In late November, many thousands of Sun Microsystems employees got the word that effective January 4, their services will no longer be required. While the cuts were expected, the extent of the layoffs are more far-reaching than might be expected.

In addition to the usual suspects being hit in a merger -- accounting, HR, sales, marketing -- Sun (NASDAQ: JAVA) is also dismissing many people involved in open source projects, including people who are directly involved with MySQL and would ostensibly be needed for Oracle to keep its many promises to the European Commission.

"They have made a five-year promise to the EU and have RIF'd folks that are directly involved with the efforts," said a source familiar with the reductions who did not wish to be identified. 'RIF'd' is slang for "reduction in force," a nicer way to say laid off. "So I am very hesitant to believe what is being promised," the source added.

Sun has people involved in open source efforts all over the company, from support engineering and marketing to sales and research. The source estimated that up to 3,000 people alone are in those efforts.

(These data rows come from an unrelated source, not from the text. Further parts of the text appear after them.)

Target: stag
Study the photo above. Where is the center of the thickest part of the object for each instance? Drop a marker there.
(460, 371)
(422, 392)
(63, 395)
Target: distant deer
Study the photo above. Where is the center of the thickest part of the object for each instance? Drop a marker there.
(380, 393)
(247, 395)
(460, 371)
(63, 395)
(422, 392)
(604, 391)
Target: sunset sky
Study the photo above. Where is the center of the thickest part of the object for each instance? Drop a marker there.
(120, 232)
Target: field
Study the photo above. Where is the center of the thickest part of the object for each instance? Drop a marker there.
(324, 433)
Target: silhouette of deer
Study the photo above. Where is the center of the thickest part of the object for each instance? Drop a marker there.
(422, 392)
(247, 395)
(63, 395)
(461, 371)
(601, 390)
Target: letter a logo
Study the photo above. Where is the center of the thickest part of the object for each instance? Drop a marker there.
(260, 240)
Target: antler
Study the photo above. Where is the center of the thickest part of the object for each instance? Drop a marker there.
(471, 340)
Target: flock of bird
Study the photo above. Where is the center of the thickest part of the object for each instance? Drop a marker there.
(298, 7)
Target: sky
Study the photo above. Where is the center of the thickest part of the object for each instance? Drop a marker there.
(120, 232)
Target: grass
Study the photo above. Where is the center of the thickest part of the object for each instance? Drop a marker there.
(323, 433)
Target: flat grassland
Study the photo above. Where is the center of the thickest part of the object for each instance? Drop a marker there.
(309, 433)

Officials for Oracle (NASDAQ: ORCL) could not be reached for comment.

While it doesn't make the company money directly, saying you are open source "opens the doors and allows folks to check off the boxes that you are open source. Many, many organizations now have that as a requirement, especially outside of the U.S.," the source noted.

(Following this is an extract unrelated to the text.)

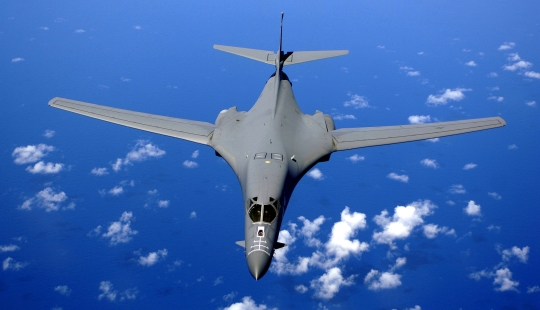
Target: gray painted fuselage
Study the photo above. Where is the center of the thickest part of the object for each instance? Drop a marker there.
(293, 143)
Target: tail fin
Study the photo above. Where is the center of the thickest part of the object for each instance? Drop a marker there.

Oracle is not the first company that comes to mind when discussing open source efforts, but it does have them in-house, including the InnoDB database and its Unbreakable Linux software.

What stays?

The biggest individual question mark hangs over Sun Fellow and Java creator James Gosling. His status is unclear, but it would seem a no-brainer that Oracle do whatever it can to retain him. Also uncertain is the fate of JavaOne, the annual Java developer conference. Despite rumors of its demise, there is nothing certain on that show's fate.

Oracle, as it turns out, is very keen on Solaris but looks to be ready to cut the OpenSolaris project loose. The exact details are not clear, but it looks like the current build on the Web today would be it, and Oracle would return Solaris development back to its pre-CEO Jonathan Schwartz days when it was closed source and not used as an experiment for new technologies.

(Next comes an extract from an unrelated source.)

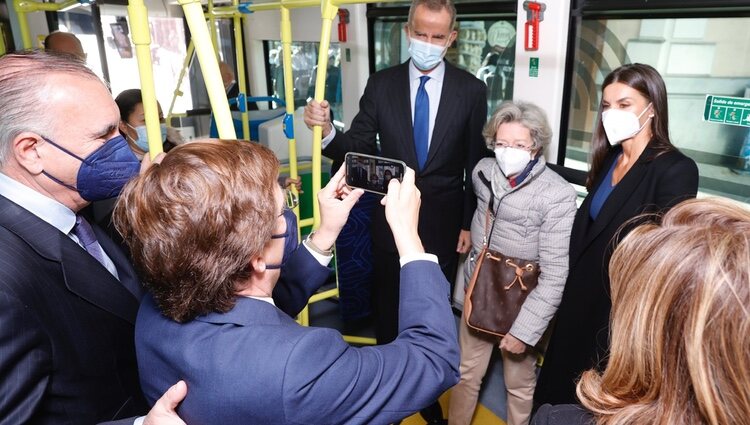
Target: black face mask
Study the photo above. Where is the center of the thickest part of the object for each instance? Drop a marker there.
(290, 235)
(104, 172)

Oracle's plans for Java are unclear, but most of the team, both marketing and engineering, working on the OpenJDK project have been cut loose already.

Sun's GlassFish is a priority for Oracle, so that team is still pretty much in place. The Sparc processor family will stay, as Oracle promised in a Wall Street Journal advertisement several months ago, and, perhaps not surprising for a database company, Oracle is also keeping the storage business intact.

But the rumors of Rock's demise are indeed true, said the source. Several months back, The New York Times reported that Sun killed Rock, the codenamed next-generation processor that has been mostly vapor for a few years.

Rock is indeed dead but Sun will continue with its evolutionary UltraSparc development. On the earnings call last week, Ellison said Oracle would focus on the high-end server market with Sparc and x86 and not bother with the low-end or mid-range markets.

None of this surprises Martin Reynolds, research vice president with Gartner. "You have to look at Sun financials to see there's a whole lot of spending going on that doesn't go to the bottom line. Usually you try to get things sorted out before a merger is completed, so this is a good sign Sun believes things are coming to a conclusion," he told InternetNews.com.

As part of the merger deal, Sun has to clean itself up in advance of the deal closing, and Oracle can't influence Sun's business during this period. And Reynolds doubts Sun would make a mess for its new owner.

"It would be strange for Sun to do things that would make it difficult for Oracle to keep its commitments. So I wouldn't read too much into that," he said.

But Reynolds is not surprised at the prospect of a number of cuts. Sun had a lot of projects it funded that didn't make money, and it has little to show for its open source efforts. For example, OpenSolaris got lots of accolades and little else to show for it, he notes. Reynolds added he would not be surprised if future versions of Solaris and Java are not released as open source.